Cidade chinesa sofre com contaminação ambiental

23 de outubro de 2007 • 11h03 • atualizado às 11h10

Rafael Poch
Direto de Pequim

China


O presidente chinês Hu Jintao declarou no recente congresso do Partido Comunista da China que, no ano 2020, todos os habitantes do país "terão acesso a serviços médicos", e que "a qualidade do ambiente ecológico será melhorada". Trata-se de promessas importantes para Xiditou, uma pequena cidade de cerca de sete mil moradores localizada a 150 km de Pequim. Aqui vemos um outro lado do sucesso chinês, já que a vida piorou exatamente por causa do desenvolvimento.

Os moradores locais preferem não conversar com jornalistas. Repórteres demais já visitaram a cidade para escrever sobre a história do câncer sem que nada fosse solucionado, afirmam. Os moradores foram derrotados em todos os seus apelos, e além disso as autoridades locais preferem que ninguém fale sobre o assunto e pressionam os cidadãos. Alguém comenta que as pessoas que falarem podem perder o auxílio anual de 15 euros do governo para gastos médicos. Trata-se de uma história comum a dezenas de pequenas cidades chinesas, lugares onde problemas de contaminação resultaram em disparada da mortalidade por câncer, sem que ninguém se importe.

"Nos anos 90, os moradores locais venderam terra à indústria. Foram construídas dezenas de fábricas de produtos químicas. A contaminação era muito intensa; as águas do rio ficavam verdes ou vermelhas, e o ar tinha um cheiro horrível; cerca de 60% das mortes tinham por motivo o câncer", disse Liang Shu, cujo filho de seis anos sofre de uma "doença do sangue" que arruína a precária economia da família. "Os ricos foram embora; só nós, os pobres, ficamos", explica.
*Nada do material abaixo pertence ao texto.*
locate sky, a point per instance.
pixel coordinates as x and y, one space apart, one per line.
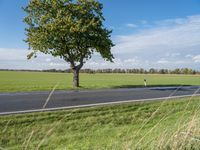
147 34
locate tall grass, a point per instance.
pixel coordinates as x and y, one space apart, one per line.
172 124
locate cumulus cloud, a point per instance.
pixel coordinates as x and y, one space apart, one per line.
196 59
131 25
170 43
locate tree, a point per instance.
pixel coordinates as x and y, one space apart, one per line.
70 29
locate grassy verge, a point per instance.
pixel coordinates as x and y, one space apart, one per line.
172 124
11 81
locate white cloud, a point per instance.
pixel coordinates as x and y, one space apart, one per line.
171 38
196 59
131 25
171 43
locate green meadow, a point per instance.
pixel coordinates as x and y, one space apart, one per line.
13 81
170 124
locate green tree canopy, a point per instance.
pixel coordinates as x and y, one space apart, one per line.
70 29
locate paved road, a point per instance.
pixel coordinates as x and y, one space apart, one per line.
34 101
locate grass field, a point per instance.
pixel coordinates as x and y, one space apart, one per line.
172 124
11 81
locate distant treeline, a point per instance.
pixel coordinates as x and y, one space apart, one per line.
141 71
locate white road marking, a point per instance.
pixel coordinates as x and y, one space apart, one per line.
96 104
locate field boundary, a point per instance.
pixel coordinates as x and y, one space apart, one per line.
96 104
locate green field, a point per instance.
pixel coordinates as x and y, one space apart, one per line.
161 125
12 81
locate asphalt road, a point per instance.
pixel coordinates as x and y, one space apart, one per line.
37 101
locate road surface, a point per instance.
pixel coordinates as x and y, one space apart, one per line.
39 101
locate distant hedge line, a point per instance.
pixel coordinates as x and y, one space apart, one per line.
117 70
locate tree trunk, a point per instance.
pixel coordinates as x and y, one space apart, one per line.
76 78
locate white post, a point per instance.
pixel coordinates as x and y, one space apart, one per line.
145 82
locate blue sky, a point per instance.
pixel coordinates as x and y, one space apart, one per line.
147 33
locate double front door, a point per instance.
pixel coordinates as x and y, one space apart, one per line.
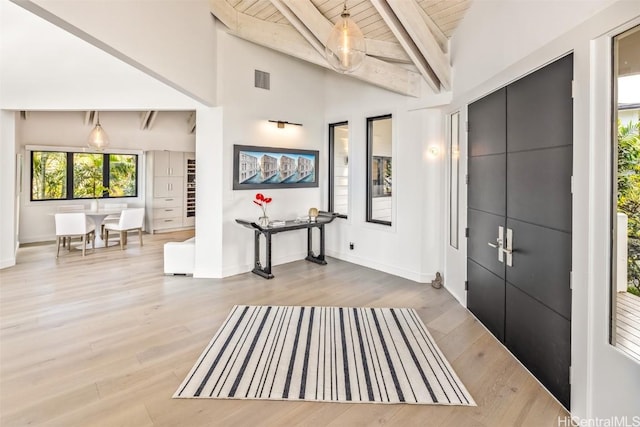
519 219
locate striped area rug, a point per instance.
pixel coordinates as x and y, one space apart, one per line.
328 354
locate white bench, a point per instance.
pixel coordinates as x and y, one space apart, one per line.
180 257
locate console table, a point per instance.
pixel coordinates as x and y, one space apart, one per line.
322 219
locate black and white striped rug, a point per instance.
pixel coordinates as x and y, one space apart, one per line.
329 354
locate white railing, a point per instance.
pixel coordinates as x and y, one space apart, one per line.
622 252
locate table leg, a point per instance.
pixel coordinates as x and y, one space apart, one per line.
318 259
257 267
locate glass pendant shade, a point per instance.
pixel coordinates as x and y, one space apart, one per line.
98 138
345 48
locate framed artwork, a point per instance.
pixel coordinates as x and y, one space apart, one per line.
268 167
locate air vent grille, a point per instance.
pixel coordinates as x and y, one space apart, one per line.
262 80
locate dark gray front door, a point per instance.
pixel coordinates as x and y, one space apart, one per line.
520 163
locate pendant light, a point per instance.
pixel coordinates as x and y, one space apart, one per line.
98 138
345 48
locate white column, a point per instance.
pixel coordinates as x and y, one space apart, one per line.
9 241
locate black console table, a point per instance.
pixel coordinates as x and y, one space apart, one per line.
322 219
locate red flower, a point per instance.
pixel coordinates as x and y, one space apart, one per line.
262 202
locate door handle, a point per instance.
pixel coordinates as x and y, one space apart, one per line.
509 247
495 246
498 244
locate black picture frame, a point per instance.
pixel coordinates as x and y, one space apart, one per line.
257 167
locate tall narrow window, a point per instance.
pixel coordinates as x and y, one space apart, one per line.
48 175
122 175
625 267
88 181
339 168
379 170
454 160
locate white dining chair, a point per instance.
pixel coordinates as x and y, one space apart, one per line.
69 208
114 218
130 220
74 224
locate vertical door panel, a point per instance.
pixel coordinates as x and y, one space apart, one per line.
531 120
487 183
539 187
486 301
541 340
541 108
487 124
536 246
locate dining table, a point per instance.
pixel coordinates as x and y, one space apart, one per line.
97 216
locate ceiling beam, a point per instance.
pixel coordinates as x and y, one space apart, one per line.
411 18
441 38
398 30
321 28
288 40
299 25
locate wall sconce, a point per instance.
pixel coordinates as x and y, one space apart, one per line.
281 123
433 151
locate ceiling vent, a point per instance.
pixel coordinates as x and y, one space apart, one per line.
147 118
262 80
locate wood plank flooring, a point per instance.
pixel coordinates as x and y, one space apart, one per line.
628 323
105 340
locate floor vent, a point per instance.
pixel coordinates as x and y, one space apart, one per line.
262 80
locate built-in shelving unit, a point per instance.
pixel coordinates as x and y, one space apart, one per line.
191 188
170 194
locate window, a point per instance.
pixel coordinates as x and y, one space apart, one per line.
339 168
454 159
625 266
379 170
49 175
58 175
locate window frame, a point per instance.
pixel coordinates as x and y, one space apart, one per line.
69 172
331 180
369 136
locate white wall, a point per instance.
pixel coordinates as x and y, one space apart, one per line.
605 383
9 241
296 95
410 247
66 130
174 41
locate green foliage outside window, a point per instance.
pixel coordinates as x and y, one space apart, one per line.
629 196
49 180
87 176
93 175
122 175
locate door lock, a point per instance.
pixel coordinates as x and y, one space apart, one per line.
500 244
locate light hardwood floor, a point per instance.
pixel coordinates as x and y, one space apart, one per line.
105 340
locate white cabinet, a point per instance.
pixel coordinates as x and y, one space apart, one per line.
168 189
168 163
168 186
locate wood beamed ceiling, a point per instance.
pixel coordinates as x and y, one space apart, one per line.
406 40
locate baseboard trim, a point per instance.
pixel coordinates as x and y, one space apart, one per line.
407 274
8 262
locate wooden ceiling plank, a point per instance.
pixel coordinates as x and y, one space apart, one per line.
299 25
285 39
408 12
321 28
434 27
407 43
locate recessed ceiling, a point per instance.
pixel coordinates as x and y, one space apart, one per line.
407 40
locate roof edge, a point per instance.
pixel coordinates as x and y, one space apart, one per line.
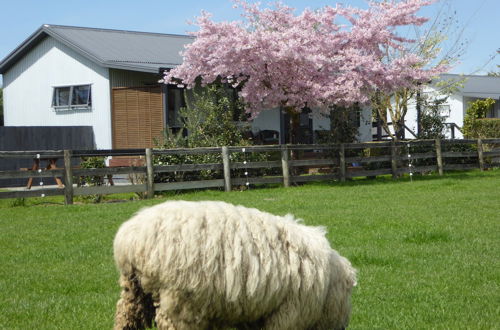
8 61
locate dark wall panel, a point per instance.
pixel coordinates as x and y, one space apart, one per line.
23 138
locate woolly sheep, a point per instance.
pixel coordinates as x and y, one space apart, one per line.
213 265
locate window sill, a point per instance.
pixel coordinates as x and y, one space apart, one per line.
72 108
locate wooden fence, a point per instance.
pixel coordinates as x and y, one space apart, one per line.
239 166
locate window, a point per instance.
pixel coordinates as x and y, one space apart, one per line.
175 101
72 97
Xiditou é uma cidadezinha feia, de pessoas sem terra que ainda assim continuam se considerando camponesas, embora vivam com os salários precários de empregos mais urbanos que rurais. Fábricas se fecharam e o lixo se amontoa pela cidade; o cenário é de desolação. A água continua infecta, embora os escândalos do câncer que motivaram até uma reportagem da estação central de TV da China "tenham levado a alguma limpeza", explica Lan Shurong, outra moradora, que perdeu o marido por um câncer de pulmão, em 2004.

"Temos muito medo de adoecer; quando vamos ao hospital por algum motivo, câncer costuma ser o diagnóstico mais comum", afirma Shurong, que concordou em falar porque não recebe os 15 euros de ajuda anual.

Na China, o câncer é a maior causa de morte, de acordo com estudo oficial realizado em 30 cidades e 78 regiões, divulgado recentemente. Nos últimos anos, a incidência de mortes por câncer cresceu em 19% nas cidades e em 23% no campo. O motivo, segundo o estudo, é a contaminação da água, do ar, a enorme utilização de pesticidas, as indústrias químicas que lançam resíduos diretamente aos rios. Um milhão de chineses morrem devido à contaminação a cada ano, e os problemas ecológicos têm custo anual equivalente a 3% do Produto Interno Bruto (PIB) chinês, de acordo com a ministra espanhola do Meio Ambiente, Cristina Narbona, em visita a Pequim. Nas universidades de Pequim, o cálculo sobre o custo é um pouco maior: 5% do PIB.

Em Xiditou, as pessoas acreditam que a água dos poços, consumida pela maioria, esteja contaminada. Zhao Xianglong, líder local do Partido Comunista, afirma que é perfeitamente potável e que a imprensa exagera. Pergunto-lhe se sua família bebe a água dos poços, e ele responde que sim. Fui recebido amavelmente, talvez por instrução do governo central, que está tentando facilitar o trabalho da imprensa estrangeira nas províncias, mas é perceptível que ele me vê como demônio estrangeiro disposto a causar confusão. Enquanto conversamos, seus assessores tentam arrancar do motorista de táxi que me transportou os nomes dos moradores locais que falaram com o estrangeiro. A idéia de que roupa suja se lava em casa é muito arraigada, por aqui.